嘘つきの科学

じゃっかんタイミングを逸していますが,エイプリルフールということで嘘にまつわる本を…。それにしても,今日のweb上コンテンツはどれが本当かわからなくなるので,確認が面倒ですね。イカの電子書籍デバイス(いつまでサイトが残っているのかわかりませんが)とかも出てるし。

表情研究で有名なポール・エクマンが嘘に関する研究もしています。『顔は口ほどに嘘をつく』『暴かれる嘘―虚偽を見破る対人学』『子どもはなぜ嘘をつくのか』など。

『平気でうそをつく人たち 虚偽と邪悪の心理学』は評判になってよく売れていた覚えがあります。

すべての人は嘘をついたことがあるに違いありませんが,そうはいってもほとんどの人は「良心の呵責」を覚えるものです。いっぽうで,そうした「良心の呵責」をまったく感じることができず,平気で人を裏切り,攻撃する「サイコパス」という概念があります。犯罪心理学などでよく取り上げられるものです。サイコパス研究の権威,ヘアによる『診断名サイコパス―身近にひそむ異常人格者たち』があります。不勉強にして,さきほど調べて知ったのですが,ブレア『サイコパス-冷淡な脳』という本があるのですね。これは学術書としてしっかりしたもののようです。機会があれば読んでみたいと思います。
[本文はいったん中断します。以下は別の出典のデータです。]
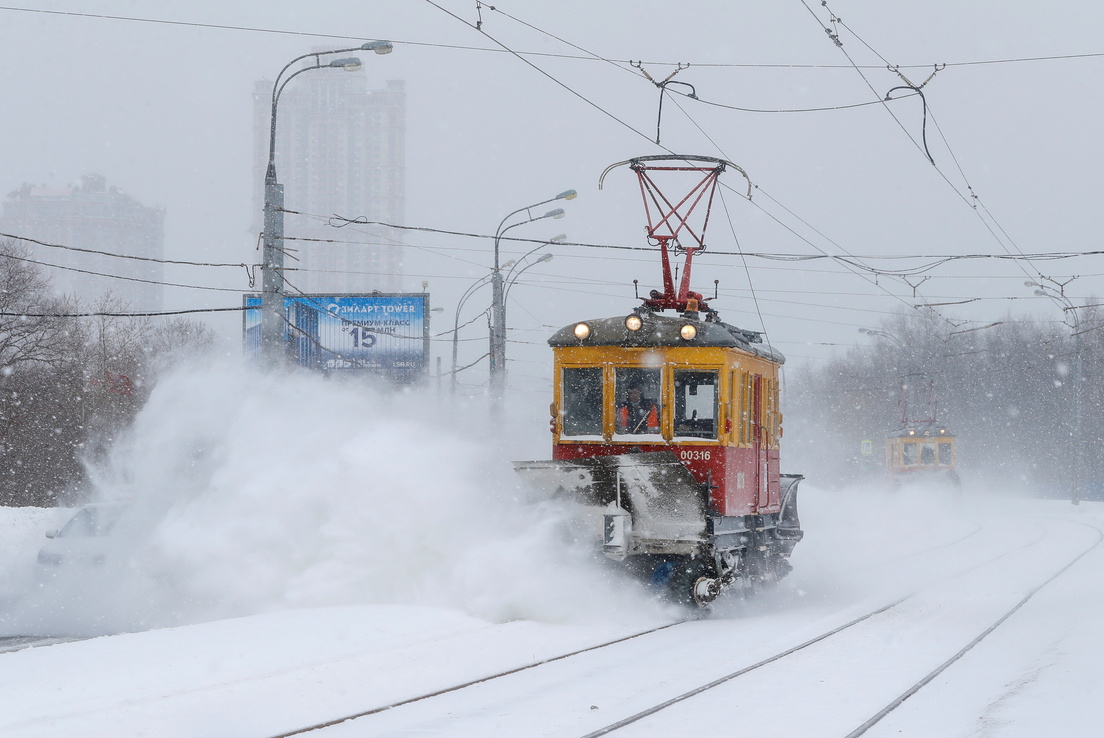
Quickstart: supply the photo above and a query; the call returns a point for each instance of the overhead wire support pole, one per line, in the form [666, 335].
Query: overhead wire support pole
[1073, 322]
[273, 328]
[498, 301]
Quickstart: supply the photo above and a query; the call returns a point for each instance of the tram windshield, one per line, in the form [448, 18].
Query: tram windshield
[582, 401]
[696, 404]
[638, 403]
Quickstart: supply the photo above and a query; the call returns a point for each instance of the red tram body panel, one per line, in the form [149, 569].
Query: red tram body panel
[667, 428]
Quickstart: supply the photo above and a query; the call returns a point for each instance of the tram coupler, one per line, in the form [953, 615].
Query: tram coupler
[617, 531]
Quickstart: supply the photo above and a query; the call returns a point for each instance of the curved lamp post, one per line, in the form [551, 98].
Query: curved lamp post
[498, 309]
[272, 292]
[456, 324]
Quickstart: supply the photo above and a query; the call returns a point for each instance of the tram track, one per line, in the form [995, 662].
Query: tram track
[781, 655]
[892, 705]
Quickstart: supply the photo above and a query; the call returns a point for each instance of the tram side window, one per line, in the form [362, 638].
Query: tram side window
[582, 401]
[696, 403]
[638, 401]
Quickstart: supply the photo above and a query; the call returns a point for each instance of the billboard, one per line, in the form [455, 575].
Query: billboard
[381, 334]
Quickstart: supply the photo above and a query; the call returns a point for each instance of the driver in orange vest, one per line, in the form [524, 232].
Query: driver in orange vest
[637, 414]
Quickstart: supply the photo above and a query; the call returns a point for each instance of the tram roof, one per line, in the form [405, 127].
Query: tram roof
[664, 330]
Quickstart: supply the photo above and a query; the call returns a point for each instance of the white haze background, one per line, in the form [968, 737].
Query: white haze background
[301, 506]
[163, 111]
[307, 549]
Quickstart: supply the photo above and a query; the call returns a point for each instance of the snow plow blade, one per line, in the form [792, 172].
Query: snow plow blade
[666, 503]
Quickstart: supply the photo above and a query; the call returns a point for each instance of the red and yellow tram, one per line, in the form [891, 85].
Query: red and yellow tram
[667, 428]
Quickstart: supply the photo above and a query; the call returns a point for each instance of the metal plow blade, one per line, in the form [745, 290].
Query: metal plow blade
[667, 504]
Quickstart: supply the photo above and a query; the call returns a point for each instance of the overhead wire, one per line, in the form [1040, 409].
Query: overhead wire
[308, 34]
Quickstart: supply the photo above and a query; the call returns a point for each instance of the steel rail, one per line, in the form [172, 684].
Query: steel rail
[897, 703]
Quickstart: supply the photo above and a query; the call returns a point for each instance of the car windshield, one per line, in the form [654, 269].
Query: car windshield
[93, 520]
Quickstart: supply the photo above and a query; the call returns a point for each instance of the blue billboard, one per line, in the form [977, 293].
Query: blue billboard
[384, 334]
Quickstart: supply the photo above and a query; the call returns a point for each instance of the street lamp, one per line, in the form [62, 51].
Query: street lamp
[498, 302]
[511, 276]
[456, 324]
[885, 334]
[272, 266]
[1057, 293]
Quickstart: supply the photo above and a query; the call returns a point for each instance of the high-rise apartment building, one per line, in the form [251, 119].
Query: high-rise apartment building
[94, 221]
[340, 150]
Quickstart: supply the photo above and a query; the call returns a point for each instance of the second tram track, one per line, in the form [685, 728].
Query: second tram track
[706, 687]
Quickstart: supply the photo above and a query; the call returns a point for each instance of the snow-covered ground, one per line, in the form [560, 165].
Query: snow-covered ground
[300, 556]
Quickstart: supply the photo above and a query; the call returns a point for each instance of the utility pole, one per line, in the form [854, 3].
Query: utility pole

より幅広く嘘について扱ったものに,箱田裕司・仁平義明編『嘘とだましの心理学』は,さまざまな「嘘」にまつわる心理学的な研究を幅広く紹介しています。ポリグラフから押し売りにまつわる嘘,霊長類の嘘,嘘の認知,子どもの嘘,病的否嘘などなど。嘘という心理学現象に潜む,高度な心理的メカニズムの一端を見せてくれます。

研究書としては,村井潤一郎『発言内容の欺瞞性認知を規定する諸要因』,山村武彦『ポリグラフ鑑定―虚偽の精神生理学』など。